The standalone Docker image starts both the PostgreSQL wire server (port 5432) and the FlightSQL gRPC server (port 9832). The nightly image enables FlightSQL by default, as do stable images from 2.2.0 onwards.

2. Connecting

import adbc_driver_flightsql.dbapi as flight_sql

conn = flight_sql.connect("grpc://localhost:9832")

The connection string is a standard gRPC URI. flight_sql.connect returns a DB-API 2.0 Connection object and can also be used as a context manager.

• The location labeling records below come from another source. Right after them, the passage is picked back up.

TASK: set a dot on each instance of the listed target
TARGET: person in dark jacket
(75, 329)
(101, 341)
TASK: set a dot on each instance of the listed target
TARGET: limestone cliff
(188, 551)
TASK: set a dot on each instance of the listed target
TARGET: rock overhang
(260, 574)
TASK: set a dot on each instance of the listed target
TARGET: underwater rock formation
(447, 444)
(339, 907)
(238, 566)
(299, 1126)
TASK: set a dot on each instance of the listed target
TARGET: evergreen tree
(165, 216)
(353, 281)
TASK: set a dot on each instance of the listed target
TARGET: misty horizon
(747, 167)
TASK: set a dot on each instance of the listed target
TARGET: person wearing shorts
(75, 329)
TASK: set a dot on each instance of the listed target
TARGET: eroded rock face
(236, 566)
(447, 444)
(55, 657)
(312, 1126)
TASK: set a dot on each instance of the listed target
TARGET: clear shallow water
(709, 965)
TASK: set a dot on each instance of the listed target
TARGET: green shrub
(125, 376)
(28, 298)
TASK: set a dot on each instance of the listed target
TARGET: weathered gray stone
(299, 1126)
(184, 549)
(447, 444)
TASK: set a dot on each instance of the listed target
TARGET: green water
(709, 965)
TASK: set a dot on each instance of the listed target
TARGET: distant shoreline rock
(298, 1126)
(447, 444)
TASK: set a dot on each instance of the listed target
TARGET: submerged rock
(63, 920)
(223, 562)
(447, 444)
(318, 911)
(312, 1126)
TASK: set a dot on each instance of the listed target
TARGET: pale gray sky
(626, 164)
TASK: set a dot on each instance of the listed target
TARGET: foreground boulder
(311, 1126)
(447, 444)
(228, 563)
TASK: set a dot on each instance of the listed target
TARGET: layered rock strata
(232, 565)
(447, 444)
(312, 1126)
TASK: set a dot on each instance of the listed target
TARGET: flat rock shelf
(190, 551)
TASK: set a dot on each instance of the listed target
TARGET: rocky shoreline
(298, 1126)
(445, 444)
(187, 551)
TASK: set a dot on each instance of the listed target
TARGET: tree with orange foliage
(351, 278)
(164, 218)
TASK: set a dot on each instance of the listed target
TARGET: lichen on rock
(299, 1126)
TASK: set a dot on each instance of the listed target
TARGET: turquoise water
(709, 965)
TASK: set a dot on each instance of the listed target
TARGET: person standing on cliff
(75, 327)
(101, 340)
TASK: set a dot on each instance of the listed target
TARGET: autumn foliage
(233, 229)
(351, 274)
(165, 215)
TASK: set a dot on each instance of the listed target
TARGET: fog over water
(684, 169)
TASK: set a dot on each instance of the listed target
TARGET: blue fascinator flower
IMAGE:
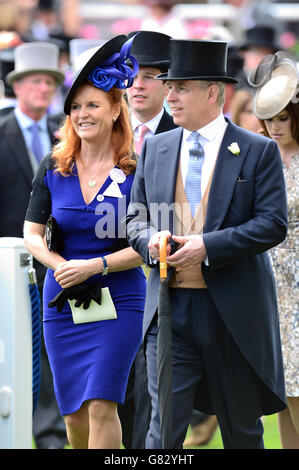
(115, 71)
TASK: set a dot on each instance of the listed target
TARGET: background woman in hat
(276, 105)
(85, 185)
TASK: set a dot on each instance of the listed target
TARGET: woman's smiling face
(280, 128)
(92, 112)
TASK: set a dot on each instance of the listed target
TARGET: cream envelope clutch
(95, 312)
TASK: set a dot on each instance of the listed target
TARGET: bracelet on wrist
(105, 269)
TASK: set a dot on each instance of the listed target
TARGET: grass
(271, 435)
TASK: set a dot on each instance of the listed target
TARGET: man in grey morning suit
(225, 332)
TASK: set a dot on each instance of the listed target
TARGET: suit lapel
(16, 147)
(167, 167)
(227, 169)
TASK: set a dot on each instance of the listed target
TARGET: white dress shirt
(25, 122)
(152, 125)
(213, 133)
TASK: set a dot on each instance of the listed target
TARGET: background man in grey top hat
(34, 80)
(224, 188)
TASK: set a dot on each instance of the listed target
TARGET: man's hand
(154, 244)
(191, 252)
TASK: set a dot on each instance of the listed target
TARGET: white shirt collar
(25, 121)
(152, 124)
(210, 130)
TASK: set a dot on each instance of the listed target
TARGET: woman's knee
(102, 410)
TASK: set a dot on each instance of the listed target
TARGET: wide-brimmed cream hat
(36, 57)
(276, 81)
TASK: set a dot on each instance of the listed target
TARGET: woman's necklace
(92, 181)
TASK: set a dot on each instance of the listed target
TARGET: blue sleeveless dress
(89, 360)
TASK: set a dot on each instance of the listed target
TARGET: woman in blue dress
(85, 186)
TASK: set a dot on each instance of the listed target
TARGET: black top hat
(192, 59)
(260, 36)
(151, 49)
(108, 50)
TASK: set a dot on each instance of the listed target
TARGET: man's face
(35, 92)
(146, 96)
(189, 104)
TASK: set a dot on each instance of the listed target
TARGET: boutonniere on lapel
(234, 148)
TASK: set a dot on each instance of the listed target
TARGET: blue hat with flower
(108, 67)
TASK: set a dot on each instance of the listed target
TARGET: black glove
(79, 292)
(58, 301)
(82, 293)
(95, 291)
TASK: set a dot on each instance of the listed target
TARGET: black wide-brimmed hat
(106, 68)
(260, 36)
(151, 49)
(196, 59)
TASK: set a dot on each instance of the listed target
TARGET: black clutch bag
(53, 235)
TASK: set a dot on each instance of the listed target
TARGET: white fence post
(15, 346)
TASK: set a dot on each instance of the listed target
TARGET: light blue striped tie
(36, 145)
(193, 178)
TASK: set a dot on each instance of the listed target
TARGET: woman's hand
(74, 272)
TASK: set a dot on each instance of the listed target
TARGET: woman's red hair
(68, 147)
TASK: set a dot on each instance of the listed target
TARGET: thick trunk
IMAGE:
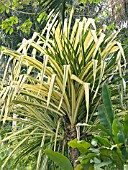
(73, 152)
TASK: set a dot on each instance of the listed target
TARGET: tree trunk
(73, 152)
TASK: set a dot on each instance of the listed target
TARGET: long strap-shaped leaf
(105, 111)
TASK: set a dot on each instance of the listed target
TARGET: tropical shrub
(108, 148)
(55, 84)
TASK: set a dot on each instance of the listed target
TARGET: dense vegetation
(63, 94)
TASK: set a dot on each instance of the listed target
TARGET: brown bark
(71, 134)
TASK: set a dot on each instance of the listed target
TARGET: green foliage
(62, 161)
(55, 83)
(26, 26)
(9, 23)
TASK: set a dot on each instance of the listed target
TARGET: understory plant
(108, 148)
(55, 84)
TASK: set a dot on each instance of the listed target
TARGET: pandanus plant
(55, 85)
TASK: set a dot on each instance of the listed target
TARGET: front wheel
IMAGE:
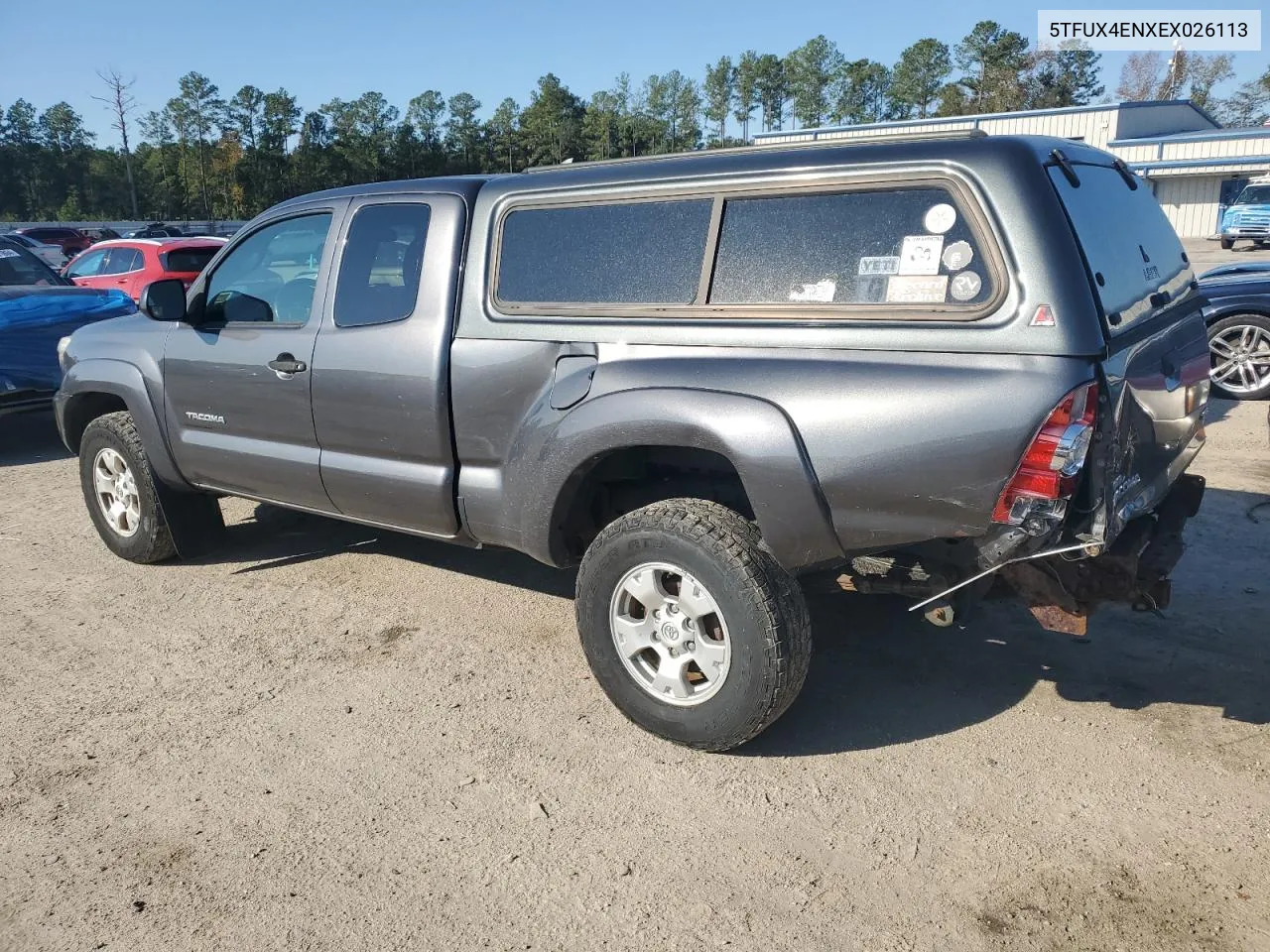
(1239, 350)
(693, 630)
(119, 490)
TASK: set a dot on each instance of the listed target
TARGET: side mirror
(164, 299)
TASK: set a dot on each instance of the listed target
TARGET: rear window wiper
(1065, 164)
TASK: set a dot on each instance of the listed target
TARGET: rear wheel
(693, 630)
(1239, 350)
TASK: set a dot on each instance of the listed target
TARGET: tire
(760, 630)
(1250, 380)
(145, 537)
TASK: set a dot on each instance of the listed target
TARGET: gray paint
(261, 438)
(381, 395)
(848, 434)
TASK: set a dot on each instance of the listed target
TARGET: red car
(70, 240)
(130, 264)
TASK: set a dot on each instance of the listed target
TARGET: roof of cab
(705, 163)
(461, 185)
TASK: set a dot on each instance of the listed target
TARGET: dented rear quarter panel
(906, 430)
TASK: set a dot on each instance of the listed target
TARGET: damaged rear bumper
(1062, 593)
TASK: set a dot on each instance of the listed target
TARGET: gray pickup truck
(931, 367)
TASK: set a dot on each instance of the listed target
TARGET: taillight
(1048, 472)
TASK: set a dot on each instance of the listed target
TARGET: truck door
(381, 365)
(236, 385)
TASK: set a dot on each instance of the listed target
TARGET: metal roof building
(1194, 167)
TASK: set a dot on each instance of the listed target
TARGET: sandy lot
(325, 738)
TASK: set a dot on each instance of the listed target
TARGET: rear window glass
(1254, 194)
(382, 262)
(189, 261)
(1132, 249)
(121, 261)
(622, 253)
(889, 245)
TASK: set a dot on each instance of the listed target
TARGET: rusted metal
(1048, 598)
(1055, 619)
(1062, 594)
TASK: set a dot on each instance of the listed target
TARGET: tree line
(204, 155)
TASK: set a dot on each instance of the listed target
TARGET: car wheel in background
(694, 631)
(1239, 350)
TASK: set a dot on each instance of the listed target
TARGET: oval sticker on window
(940, 217)
(964, 286)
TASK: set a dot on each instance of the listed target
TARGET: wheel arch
(99, 386)
(746, 447)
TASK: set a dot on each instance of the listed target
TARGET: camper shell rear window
(893, 249)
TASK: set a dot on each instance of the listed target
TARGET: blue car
(1237, 313)
(1248, 216)
(37, 308)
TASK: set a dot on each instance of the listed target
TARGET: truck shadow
(881, 675)
(278, 537)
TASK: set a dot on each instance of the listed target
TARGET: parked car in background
(19, 267)
(100, 234)
(1248, 216)
(155, 230)
(53, 255)
(1238, 331)
(130, 264)
(37, 308)
(70, 240)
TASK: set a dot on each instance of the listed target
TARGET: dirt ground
(326, 738)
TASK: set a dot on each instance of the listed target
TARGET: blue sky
(325, 49)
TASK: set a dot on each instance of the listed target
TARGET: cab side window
(271, 277)
(381, 267)
(87, 266)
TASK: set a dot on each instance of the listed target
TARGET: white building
(1194, 167)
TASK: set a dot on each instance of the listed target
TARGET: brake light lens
(1048, 472)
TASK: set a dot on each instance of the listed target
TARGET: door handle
(286, 363)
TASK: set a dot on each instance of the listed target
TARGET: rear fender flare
(754, 435)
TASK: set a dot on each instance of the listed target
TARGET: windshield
(19, 267)
(1254, 194)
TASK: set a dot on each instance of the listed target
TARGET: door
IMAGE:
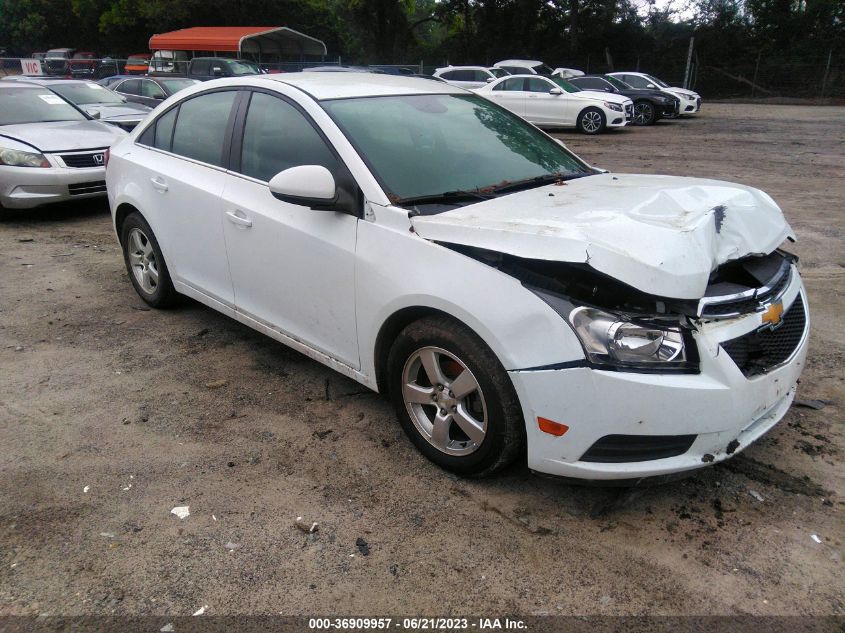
(293, 268)
(509, 94)
(545, 108)
(183, 175)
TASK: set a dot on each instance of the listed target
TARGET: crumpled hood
(661, 234)
(64, 135)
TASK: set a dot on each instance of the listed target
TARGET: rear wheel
(644, 113)
(453, 398)
(591, 121)
(145, 263)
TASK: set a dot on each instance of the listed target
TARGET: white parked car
(469, 76)
(555, 102)
(525, 67)
(49, 150)
(690, 101)
(433, 246)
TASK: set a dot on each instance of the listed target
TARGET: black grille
(614, 449)
(757, 352)
(97, 186)
(85, 160)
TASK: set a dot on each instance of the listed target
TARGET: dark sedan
(149, 91)
(649, 105)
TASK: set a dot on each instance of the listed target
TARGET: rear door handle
(238, 217)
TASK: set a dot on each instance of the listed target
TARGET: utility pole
(689, 63)
(826, 72)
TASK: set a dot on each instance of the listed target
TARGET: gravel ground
(112, 414)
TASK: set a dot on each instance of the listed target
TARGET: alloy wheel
(142, 259)
(444, 401)
(591, 122)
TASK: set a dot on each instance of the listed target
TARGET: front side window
(201, 127)
(85, 93)
(151, 90)
(535, 84)
(277, 136)
(512, 85)
(33, 105)
(425, 145)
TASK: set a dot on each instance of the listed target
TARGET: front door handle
(237, 217)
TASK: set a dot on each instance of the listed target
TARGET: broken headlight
(609, 339)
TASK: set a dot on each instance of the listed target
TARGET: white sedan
(509, 298)
(49, 150)
(555, 102)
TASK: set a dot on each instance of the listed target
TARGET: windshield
(425, 145)
(86, 94)
(619, 84)
(175, 85)
(244, 68)
(542, 69)
(568, 87)
(660, 83)
(29, 105)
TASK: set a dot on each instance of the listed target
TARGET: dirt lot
(112, 414)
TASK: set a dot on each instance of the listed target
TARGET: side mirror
(307, 185)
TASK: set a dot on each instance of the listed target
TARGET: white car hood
(610, 97)
(689, 94)
(64, 135)
(661, 234)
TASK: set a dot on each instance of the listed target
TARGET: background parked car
(206, 68)
(524, 67)
(96, 101)
(149, 91)
(554, 102)
(56, 61)
(690, 101)
(137, 64)
(50, 151)
(469, 76)
(649, 105)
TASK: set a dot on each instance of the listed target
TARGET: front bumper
(723, 409)
(28, 187)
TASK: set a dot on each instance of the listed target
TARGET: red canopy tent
(255, 40)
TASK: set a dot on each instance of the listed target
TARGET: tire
(145, 263)
(591, 121)
(644, 113)
(477, 396)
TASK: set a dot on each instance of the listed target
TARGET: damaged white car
(512, 300)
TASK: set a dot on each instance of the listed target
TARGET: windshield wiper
(447, 197)
(538, 181)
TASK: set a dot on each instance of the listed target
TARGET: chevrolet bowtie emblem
(773, 316)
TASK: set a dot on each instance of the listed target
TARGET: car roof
(322, 86)
(518, 62)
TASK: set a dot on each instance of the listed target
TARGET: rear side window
(130, 87)
(201, 127)
(277, 136)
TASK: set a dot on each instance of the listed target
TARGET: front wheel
(145, 263)
(591, 121)
(453, 398)
(644, 113)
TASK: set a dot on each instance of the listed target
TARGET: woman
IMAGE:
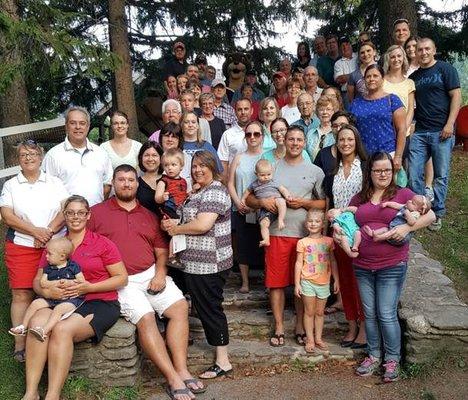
(269, 111)
(380, 267)
(121, 149)
(356, 83)
(207, 227)
(279, 128)
(241, 175)
(104, 272)
(380, 117)
(340, 186)
(290, 112)
(149, 161)
(30, 207)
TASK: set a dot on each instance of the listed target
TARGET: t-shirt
(378, 255)
(375, 122)
(302, 180)
(93, 255)
(432, 95)
(317, 253)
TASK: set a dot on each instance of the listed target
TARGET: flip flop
(196, 382)
(279, 337)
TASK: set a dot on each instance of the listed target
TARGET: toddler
(315, 263)
(59, 267)
(171, 192)
(344, 223)
(407, 214)
(265, 187)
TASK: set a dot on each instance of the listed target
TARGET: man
(309, 121)
(401, 31)
(233, 139)
(135, 231)
(326, 62)
(177, 64)
(171, 112)
(438, 99)
(343, 68)
(305, 181)
(83, 167)
(222, 110)
(310, 77)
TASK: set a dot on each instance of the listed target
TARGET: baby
(407, 214)
(59, 267)
(171, 192)
(265, 187)
(344, 223)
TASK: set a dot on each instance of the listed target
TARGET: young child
(59, 267)
(315, 264)
(407, 214)
(265, 187)
(171, 192)
(344, 223)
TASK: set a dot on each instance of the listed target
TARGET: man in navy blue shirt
(438, 99)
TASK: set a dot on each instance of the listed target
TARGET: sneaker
(368, 366)
(392, 371)
(436, 225)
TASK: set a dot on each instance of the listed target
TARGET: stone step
(251, 323)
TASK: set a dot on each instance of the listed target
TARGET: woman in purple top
(380, 268)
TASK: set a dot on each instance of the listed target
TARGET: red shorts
(22, 263)
(280, 260)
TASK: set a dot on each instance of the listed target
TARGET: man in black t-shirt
(438, 99)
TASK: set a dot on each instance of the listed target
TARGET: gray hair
(173, 102)
(80, 109)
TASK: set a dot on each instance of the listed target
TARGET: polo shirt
(94, 255)
(37, 203)
(231, 143)
(82, 172)
(136, 232)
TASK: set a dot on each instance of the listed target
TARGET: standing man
(343, 68)
(135, 230)
(438, 99)
(222, 110)
(83, 167)
(304, 181)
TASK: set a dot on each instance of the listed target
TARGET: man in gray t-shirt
(304, 182)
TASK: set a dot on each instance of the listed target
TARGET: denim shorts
(311, 289)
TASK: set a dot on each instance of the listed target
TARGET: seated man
(135, 231)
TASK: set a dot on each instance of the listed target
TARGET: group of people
(132, 229)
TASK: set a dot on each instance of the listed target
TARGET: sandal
(280, 340)
(38, 332)
(300, 338)
(218, 371)
(195, 382)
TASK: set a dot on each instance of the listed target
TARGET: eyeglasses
(71, 214)
(253, 134)
(386, 171)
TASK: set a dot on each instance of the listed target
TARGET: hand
(158, 283)
(446, 132)
(269, 204)
(295, 203)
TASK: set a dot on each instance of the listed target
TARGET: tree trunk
(388, 12)
(14, 107)
(124, 96)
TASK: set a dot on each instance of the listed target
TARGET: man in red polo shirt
(144, 250)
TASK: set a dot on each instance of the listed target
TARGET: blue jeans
(380, 292)
(422, 146)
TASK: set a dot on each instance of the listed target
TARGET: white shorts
(135, 302)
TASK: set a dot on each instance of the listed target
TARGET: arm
(399, 121)
(455, 102)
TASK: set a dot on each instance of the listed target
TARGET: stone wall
(434, 318)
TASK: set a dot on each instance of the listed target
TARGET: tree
(123, 95)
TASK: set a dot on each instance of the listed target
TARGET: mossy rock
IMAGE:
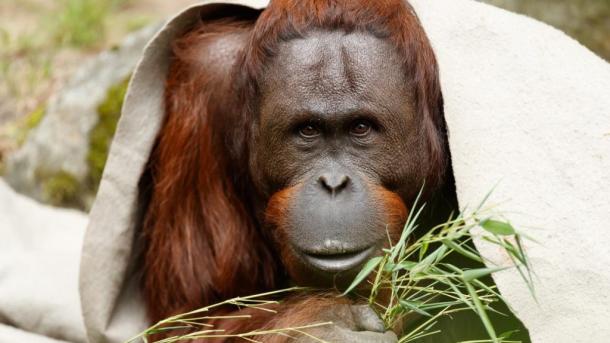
(100, 138)
(60, 189)
(29, 123)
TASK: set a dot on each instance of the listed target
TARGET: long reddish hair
(203, 243)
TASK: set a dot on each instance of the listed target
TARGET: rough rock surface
(58, 147)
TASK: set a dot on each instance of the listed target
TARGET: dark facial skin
(336, 124)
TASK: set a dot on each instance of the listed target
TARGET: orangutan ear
(201, 241)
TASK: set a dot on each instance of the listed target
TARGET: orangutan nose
(334, 183)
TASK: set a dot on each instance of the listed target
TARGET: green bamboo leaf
(414, 306)
(366, 270)
(497, 227)
(472, 274)
(462, 251)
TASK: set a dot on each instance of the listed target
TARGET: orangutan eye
(361, 128)
(309, 131)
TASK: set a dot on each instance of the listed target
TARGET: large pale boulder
(55, 156)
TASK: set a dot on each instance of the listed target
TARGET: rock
(52, 166)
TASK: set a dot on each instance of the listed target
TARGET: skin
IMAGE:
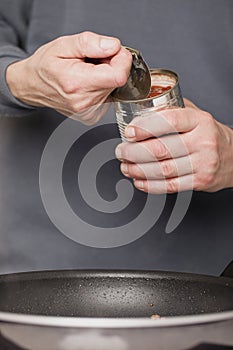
(170, 151)
(195, 152)
(59, 76)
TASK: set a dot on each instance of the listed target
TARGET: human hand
(176, 150)
(62, 76)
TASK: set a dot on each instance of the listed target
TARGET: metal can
(165, 93)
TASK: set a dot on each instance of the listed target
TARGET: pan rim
(108, 322)
(113, 322)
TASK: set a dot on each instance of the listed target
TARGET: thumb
(87, 44)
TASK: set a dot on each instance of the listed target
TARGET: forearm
(13, 34)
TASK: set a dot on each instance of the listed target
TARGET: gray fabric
(194, 38)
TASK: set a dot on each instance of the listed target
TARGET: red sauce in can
(157, 90)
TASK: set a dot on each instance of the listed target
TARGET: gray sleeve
(14, 22)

For JVM readers: the in-process node.connect() path requires no network hop and no gRPC; see the reference for the Kotlin API.

3. Your first query

with conn.cursor() as cur:
    cur.execute("SELECT 1")
    result = cur.fetch_arrow_table()
    print(result.schema)
    print(result.to_pylist())

Expected output:

_column_1: int64 not null
[{'_column_1': 1}]

fetch_arrow_table() returns a pyarrow.Table, not Python rows or tuples. Results arrive as Arrow batches and stay in Arrow form from XTDB’s storage layer into your process, with no row-by-row decode.

4. Bulk ingest

Build the dataset of ten FX trades covering three currency pairs:

import pyarrow as pa
from datetime import datetime, timezone

trades = pa.table({
    "_id": pa.array([
        "t001", "t002", "t003", "t004", "t005",
        "t006", "t007", "t008", "t009", "t010",
    ]),
    "symbol": pa.array([
        "EURUSD", "GBPUSD", "EURUSD", "USDJPY", "GBPUSD",
        "EURUSD", "USDJPY", "GBPUSD", "EURUSD", "USDJPY",
    ]),
    "qty": pa.array(
        [100_000, 250_000, 75_000, 500_000, 180_000,
         320_000, 90_000, 420_000, 110_000, 660_000],
        type=pa.int64(),
    ),
    "price": pa.array(
        [1.0921, 1.2734, 1.0918, 148.25, 1.2741,
         1.0935, 148.10, 1.2728, 1.0942, 148.30],
        type=pa.float64(),
    ),
    "traded_at": pa.array(
        [
            datetime(2024, 1, 15, 9, 0, tzinfo=timezone.utc),
            datetime(2024, 1, 15, 9, 5, tzinfo=timezone.utc),
            datetime(2024, 1, 15, 9, 10, tzinfo=timezone.utc),
            datetime(2024, 1, 15, 9, 15, tzinfo=timezone.utc),
            datetime(2024, 1, 15, 9, 20, tzinfo=timezone.utc),
            datetime(2024, 1, 15, 10, 0, tzinfo=timezone.utc),
            datetime(2024, 1, 15, 10, 5, tzinfo=timezone.utc),
            datetime(2024, 1, 15, 10, 10, tzinfo=timezone.utc),
            datetime(2024, 1, 15, 10, 15, tzinfo=timezone.utc),
            datetime(2024, 1, 15, 10, 20, tzinfo=timezone.utc),
        ],
        type=pa.timestamp("us", tz="UTC"),
    ),
})

Ingest in one round trip:

with conn.cursor() as cur:
    cur.adbc_ingest("trades", trades, mode="create_append")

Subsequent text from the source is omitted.